Entretanto, Marcuse, apesar de
evidenciar que a teoria tornou-se obsoleta, ultrapassada no sentido individual,
explicita sua verdade de forma ainda mais necessária ao nível social. Enquanto
que ao nível do indivíduo e voltada para a terapia (adequando o indivíduo à
ordem), esta teoria parece inadequada; pode ela servir apenas para auxiliar na
compreensão dos processos psíquicos individuais nas sociedades industriais
avançadas. Isto porque nestas sociedades, onde já não existe a figura do pai,
constitui-se um modelo heterônomo em relação ao indivíduo. Nas sociedades de
massas, o sujeito histórico foi substituído pela produtividade. Esta é a
verdadeira fonte de dominação que, uma vez posta em movimento, atingiu um
estágio no qual se movimenta a si mesma. É ela que determina os valores sociais
a serem seguidos porque estabelece uma relação com os indivíduos. Visando
satisfazer as necessidades básicas dos seres humanos, com o tempo criou-se
necessidades supérfluas que precisam ser consumidas e que tal consumo se
apresenta como satisfação compensatória das energias pulsionais eróticas,
fazendo-se acreditar que se é livre por poder obter bens (basta ver as
propagandas da Honda, Coca-cola, Volksvagem, por exemplo, em que se associa a
ideia de liberdade apenas adquirindo tal produto!).
Portanto, não há sujeito
dominante. Há sim uma massa amorfa que oscila entre produtos fungíveis que
necessita de líderes e estes, de forma secundária (já que dominante é o sistema
produtivo) são também fungíveis e supérfluos. Estes líderes ou grupos aos quais
pertencem certa massa coletiva estabelecem vínculos sentimentais com seus
indivíduos e a identificação do EGO com o pai é substituída pela identificação
com o EGO coletivo. O problema consiste no desequilíbrio entre as duas pulsões.

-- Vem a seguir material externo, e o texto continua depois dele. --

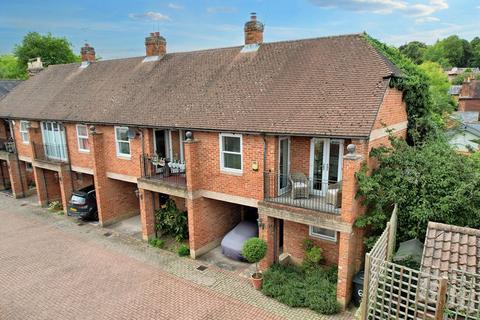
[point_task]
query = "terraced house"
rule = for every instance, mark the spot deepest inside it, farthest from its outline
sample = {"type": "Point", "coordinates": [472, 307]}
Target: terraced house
{"type": "Point", "coordinates": [272, 132]}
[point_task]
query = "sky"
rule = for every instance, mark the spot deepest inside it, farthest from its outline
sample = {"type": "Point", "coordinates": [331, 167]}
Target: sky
{"type": "Point", "coordinates": [117, 28]}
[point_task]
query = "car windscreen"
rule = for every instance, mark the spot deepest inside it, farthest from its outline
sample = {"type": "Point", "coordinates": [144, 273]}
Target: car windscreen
{"type": "Point", "coordinates": [76, 199]}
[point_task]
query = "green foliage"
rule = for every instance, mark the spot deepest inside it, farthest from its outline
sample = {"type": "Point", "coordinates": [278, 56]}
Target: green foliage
{"type": "Point", "coordinates": [157, 243]}
{"type": "Point", "coordinates": [254, 250]}
{"type": "Point", "coordinates": [183, 250]}
{"type": "Point", "coordinates": [428, 181]}
{"type": "Point", "coordinates": [416, 93]}
{"type": "Point", "coordinates": [415, 50]}
{"type": "Point", "coordinates": [52, 50]}
{"type": "Point", "coordinates": [171, 221]}
{"type": "Point", "coordinates": [314, 288]}
{"type": "Point", "coordinates": [10, 68]}
{"type": "Point", "coordinates": [442, 102]}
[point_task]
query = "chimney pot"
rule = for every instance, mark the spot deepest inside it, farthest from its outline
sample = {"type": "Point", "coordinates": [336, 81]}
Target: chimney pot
{"type": "Point", "coordinates": [253, 30]}
{"type": "Point", "coordinates": [155, 45]}
{"type": "Point", "coordinates": [88, 53]}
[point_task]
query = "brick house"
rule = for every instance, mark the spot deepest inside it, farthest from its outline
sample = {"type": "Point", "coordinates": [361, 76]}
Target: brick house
{"type": "Point", "coordinates": [469, 97]}
{"type": "Point", "coordinates": [267, 131]}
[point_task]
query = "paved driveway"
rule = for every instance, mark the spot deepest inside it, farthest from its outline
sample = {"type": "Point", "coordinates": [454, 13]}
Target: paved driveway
{"type": "Point", "coordinates": [52, 267]}
{"type": "Point", "coordinates": [46, 273]}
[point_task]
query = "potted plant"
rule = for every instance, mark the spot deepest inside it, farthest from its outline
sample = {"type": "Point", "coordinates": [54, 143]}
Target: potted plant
{"type": "Point", "coordinates": [254, 250]}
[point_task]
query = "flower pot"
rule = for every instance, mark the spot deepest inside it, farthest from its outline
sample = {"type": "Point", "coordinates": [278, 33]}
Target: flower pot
{"type": "Point", "coordinates": [257, 280]}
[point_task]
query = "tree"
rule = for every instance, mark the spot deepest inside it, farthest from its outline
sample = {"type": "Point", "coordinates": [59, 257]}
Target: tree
{"type": "Point", "coordinates": [428, 182]}
{"type": "Point", "coordinates": [52, 50]}
{"type": "Point", "coordinates": [442, 102]}
{"type": "Point", "coordinates": [10, 68]}
{"type": "Point", "coordinates": [415, 50]}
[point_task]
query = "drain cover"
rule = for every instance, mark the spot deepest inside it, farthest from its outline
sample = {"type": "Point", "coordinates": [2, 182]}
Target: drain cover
{"type": "Point", "coordinates": [202, 268]}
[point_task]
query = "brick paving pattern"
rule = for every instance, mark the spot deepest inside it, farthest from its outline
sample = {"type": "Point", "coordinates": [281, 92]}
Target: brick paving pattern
{"type": "Point", "coordinates": [52, 268]}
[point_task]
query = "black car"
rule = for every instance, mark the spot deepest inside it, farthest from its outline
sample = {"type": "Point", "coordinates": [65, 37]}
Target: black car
{"type": "Point", "coordinates": [83, 204]}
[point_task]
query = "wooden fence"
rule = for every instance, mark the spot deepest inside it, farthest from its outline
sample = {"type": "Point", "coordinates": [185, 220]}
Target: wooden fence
{"type": "Point", "coordinates": [392, 291]}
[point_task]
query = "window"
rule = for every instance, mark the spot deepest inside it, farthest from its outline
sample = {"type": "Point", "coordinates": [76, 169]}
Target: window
{"type": "Point", "coordinates": [322, 233]}
{"type": "Point", "coordinates": [82, 138]}
{"type": "Point", "coordinates": [122, 142]}
{"type": "Point", "coordinates": [24, 131]}
{"type": "Point", "coordinates": [231, 152]}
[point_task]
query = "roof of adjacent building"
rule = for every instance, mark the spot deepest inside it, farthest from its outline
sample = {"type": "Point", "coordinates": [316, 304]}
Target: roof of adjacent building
{"type": "Point", "coordinates": [473, 91]}
{"type": "Point", "coordinates": [330, 86]}
{"type": "Point", "coordinates": [455, 90]}
{"type": "Point", "coordinates": [449, 247]}
{"type": "Point", "coordinates": [6, 86]}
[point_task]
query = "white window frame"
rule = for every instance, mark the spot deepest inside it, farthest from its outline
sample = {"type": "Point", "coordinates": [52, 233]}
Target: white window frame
{"type": "Point", "coordinates": [222, 152]}
{"type": "Point", "coordinates": [24, 133]}
{"type": "Point", "coordinates": [79, 137]}
{"type": "Point", "coordinates": [313, 234]}
{"type": "Point", "coordinates": [117, 144]}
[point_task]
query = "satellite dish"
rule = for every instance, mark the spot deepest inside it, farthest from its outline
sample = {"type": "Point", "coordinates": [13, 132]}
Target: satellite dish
{"type": "Point", "coordinates": [131, 133]}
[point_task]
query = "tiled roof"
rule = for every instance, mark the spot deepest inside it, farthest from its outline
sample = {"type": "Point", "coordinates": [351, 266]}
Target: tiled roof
{"type": "Point", "coordinates": [449, 247]}
{"type": "Point", "coordinates": [330, 86]}
{"type": "Point", "coordinates": [6, 86]}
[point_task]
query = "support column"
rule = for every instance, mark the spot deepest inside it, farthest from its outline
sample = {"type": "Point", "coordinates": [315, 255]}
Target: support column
{"type": "Point", "coordinates": [66, 187]}
{"type": "Point", "coordinates": [350, 244]}
{"type": "Point", "coordinates": [266, 232]}
{"type": "Point", "coordinates": [18, 177]}
{"type": "Point", "coordinates": [147, 214]}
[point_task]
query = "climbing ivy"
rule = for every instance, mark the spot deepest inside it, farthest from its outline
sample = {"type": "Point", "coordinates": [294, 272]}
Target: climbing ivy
{"type": "Point", "coordinates": [414, 84]}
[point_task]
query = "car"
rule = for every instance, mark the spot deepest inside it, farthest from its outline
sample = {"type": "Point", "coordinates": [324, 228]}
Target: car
{"type": "Point", "coordinates": [233, 241]}
{"type": "Point", "coordinates": [83, 204]}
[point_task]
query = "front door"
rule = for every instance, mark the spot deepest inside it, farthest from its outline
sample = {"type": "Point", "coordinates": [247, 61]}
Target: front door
{"type": "Point", "coordinates": [326, 157]}
{"type": "Point", "coordinates": [283, 164]}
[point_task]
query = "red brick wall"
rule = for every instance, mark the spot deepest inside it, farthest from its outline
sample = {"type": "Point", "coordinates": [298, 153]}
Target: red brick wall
{"type": "Point", "coordinates": [469, 105]}
{"type": "Point", "coordinates": [209, 176]}
{"type": "Point", "coordinates": [77, 158]}
{"type": "Point", "coordinates": [293, 236]}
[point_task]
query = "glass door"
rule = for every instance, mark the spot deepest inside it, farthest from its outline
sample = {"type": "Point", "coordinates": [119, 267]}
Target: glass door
{"type": "Point", "coordinates": [326, 156]}
{"type": "Point", "coordinates": [283, 164]}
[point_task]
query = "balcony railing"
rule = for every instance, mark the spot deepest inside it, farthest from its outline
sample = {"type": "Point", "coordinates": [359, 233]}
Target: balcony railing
{"type": "Point", "coordinates": [156, 168]}
{"type": "Point", "coordinates": [296, 190]}
{"type": "Point", "coordinates": [50, 152]}
{"type": "Point", "coordinates": [7, 145]}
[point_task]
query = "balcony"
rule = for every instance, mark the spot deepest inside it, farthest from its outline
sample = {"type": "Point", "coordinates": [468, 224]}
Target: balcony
{"type": "Point", "coordinates": [56, 153]}
{"type": "Point", "coordinates": [164, 171]}
{"type": "Point", "coordinates": [296, 190]}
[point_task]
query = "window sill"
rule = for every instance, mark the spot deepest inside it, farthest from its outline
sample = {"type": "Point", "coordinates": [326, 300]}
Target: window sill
{"type": "Point", "coordinates": [231, 172]}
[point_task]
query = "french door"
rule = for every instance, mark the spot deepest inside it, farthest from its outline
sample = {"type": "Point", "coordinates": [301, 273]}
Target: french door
{"type": "Point", "coordinates": [54, 142]}
{"type": "Point", "coordinates": [326, 158]}
{"type": "Point", "coordinates": [283, 164]}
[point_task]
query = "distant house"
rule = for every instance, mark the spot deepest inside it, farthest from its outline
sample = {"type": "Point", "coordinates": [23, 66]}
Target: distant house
{"type": "Point", "coordinates": [464, 134]}
{"type": "Point", "coordinates": [6, 86]}
{"type": "Point", "coordinates": [469, 97]}
{"type": "Point", "coordinates": [455, 71]}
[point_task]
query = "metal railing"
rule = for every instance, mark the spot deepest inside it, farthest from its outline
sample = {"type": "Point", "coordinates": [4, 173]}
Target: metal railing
{"type": "Point", "coordinates": [156, 168]}
{"type": "Point", "coordinates": [293, 190]}
{"type": "Point", "coordinates": [7, 145]}
{"type": "Point", "coordinates": [50, 152]}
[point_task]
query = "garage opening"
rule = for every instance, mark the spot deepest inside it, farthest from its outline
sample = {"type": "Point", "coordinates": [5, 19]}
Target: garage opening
{"type": "Point", "coordinates": [232, 225]}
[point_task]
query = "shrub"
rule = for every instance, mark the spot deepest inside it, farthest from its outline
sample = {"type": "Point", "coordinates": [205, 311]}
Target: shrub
{"type": "Point", "coordinates": [254, 250]}
{"type": "Point", "coordinates": [157, 243]}
{"type": "Point", "coordinates": [171, 221]}
{"type": "Point", "coordinates": [183, 250]}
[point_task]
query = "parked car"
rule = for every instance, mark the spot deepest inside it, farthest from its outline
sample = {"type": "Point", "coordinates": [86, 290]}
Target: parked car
{"type": "Point", "coordinates": [233, 241]}
{"type": "Point", "coordinates": [83, 204]}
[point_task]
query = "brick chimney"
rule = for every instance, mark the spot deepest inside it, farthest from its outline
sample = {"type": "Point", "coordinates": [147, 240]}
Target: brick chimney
{"type": "Point", "coordinates": [155, 45]}
{"type": "Point", "coordinates": [253, 30]}
{"type": "Point", "coordinates": [88, 53]}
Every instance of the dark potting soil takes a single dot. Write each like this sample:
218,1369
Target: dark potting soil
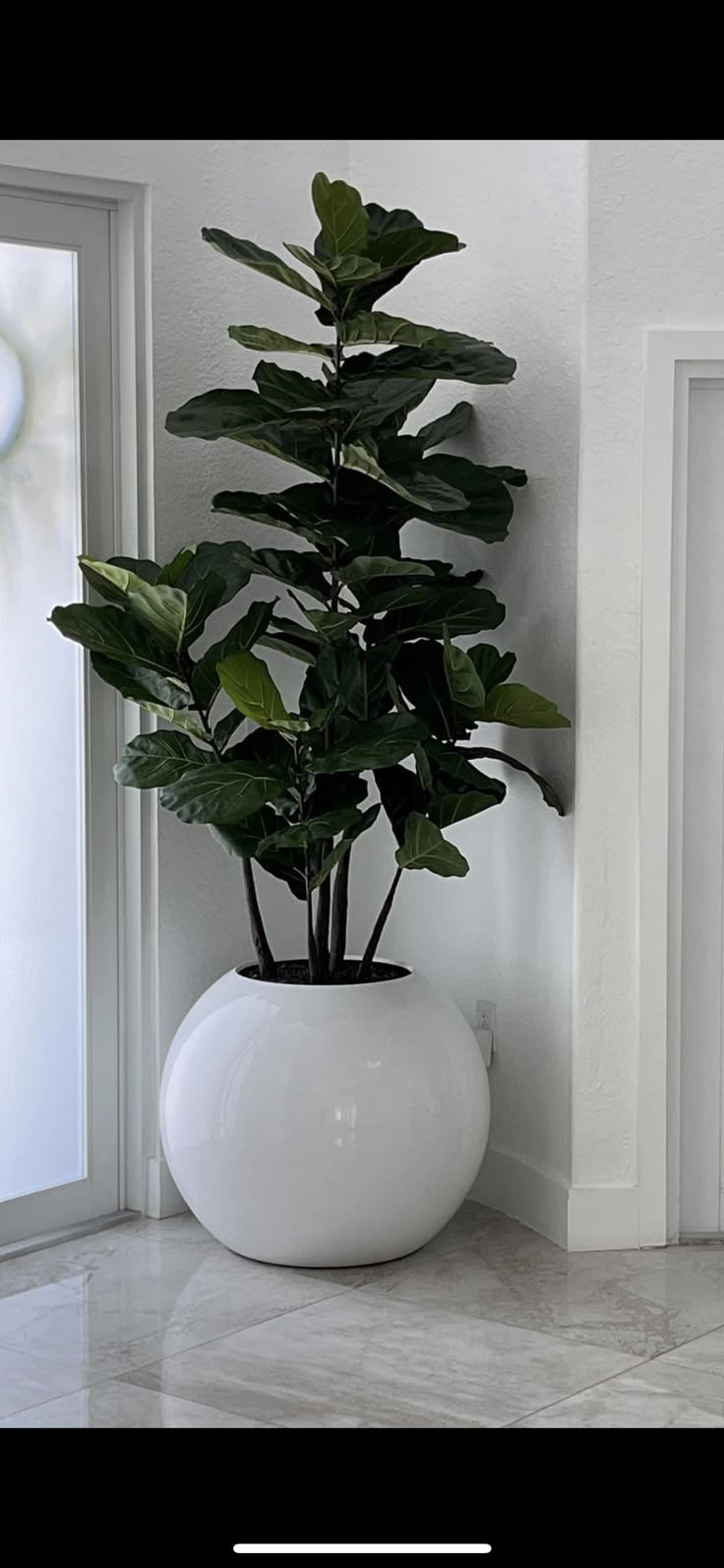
295,971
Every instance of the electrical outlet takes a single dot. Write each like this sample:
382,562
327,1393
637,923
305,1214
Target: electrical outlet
485,1017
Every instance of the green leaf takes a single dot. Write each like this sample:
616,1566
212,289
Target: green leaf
515,705
461,359
223,792
243,415
549,793
419,489
493,668
489,505
153,761
456,808
242,637
266,339
115,634
342,216
246,681
365,820
404,243
261,262
425,850
461,610
143,685
226,727
401,793
337,681
316,830
464,684
446,427
287,389
160,608
150,571
420,671
367,566
373,745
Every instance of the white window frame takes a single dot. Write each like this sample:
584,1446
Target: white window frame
674,361
134,529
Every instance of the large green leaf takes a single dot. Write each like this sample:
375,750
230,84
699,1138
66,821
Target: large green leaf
420,671
515,705
342,216
223,792
395,242
462,679
259,261
401,793
248,631
160,608
335,272
549,793
425,850
246,681
115,634
372,566
335,682
266,339
449,809
449,425
287,389
143,685
419,489
153,761
365,820
316,830
491,666
489,507
373,745
245,417
461,610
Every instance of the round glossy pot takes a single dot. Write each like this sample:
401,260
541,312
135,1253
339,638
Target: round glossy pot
323,1124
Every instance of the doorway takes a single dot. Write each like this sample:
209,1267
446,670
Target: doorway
58,820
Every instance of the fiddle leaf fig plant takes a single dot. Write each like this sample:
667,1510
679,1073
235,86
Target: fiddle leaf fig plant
388,697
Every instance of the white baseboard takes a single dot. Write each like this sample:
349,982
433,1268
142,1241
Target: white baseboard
525,1194
163,1197
604,1219
578,1219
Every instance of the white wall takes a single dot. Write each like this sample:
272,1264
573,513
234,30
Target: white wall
505,933
655,258
259,190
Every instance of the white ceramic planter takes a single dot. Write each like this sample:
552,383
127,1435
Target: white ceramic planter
323,1124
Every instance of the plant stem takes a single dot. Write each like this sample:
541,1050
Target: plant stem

Se se altera a pulsão de Eros, sobrecarrega-se a de Thânatos, o que gera uma
grande quantidade de energia agressiva destrutiva acumulada que é redirecionada
para um inimigo arquetipicamente construído. É o risco da irracionalidade que
forma as sociedades afluentes onde a manutenção do sistema alienado de produção
se dá pela repressão camuflada que ocasiona o estado beligerante de caráter
permanente e em que outros agentes sociais são formadores de comportamento.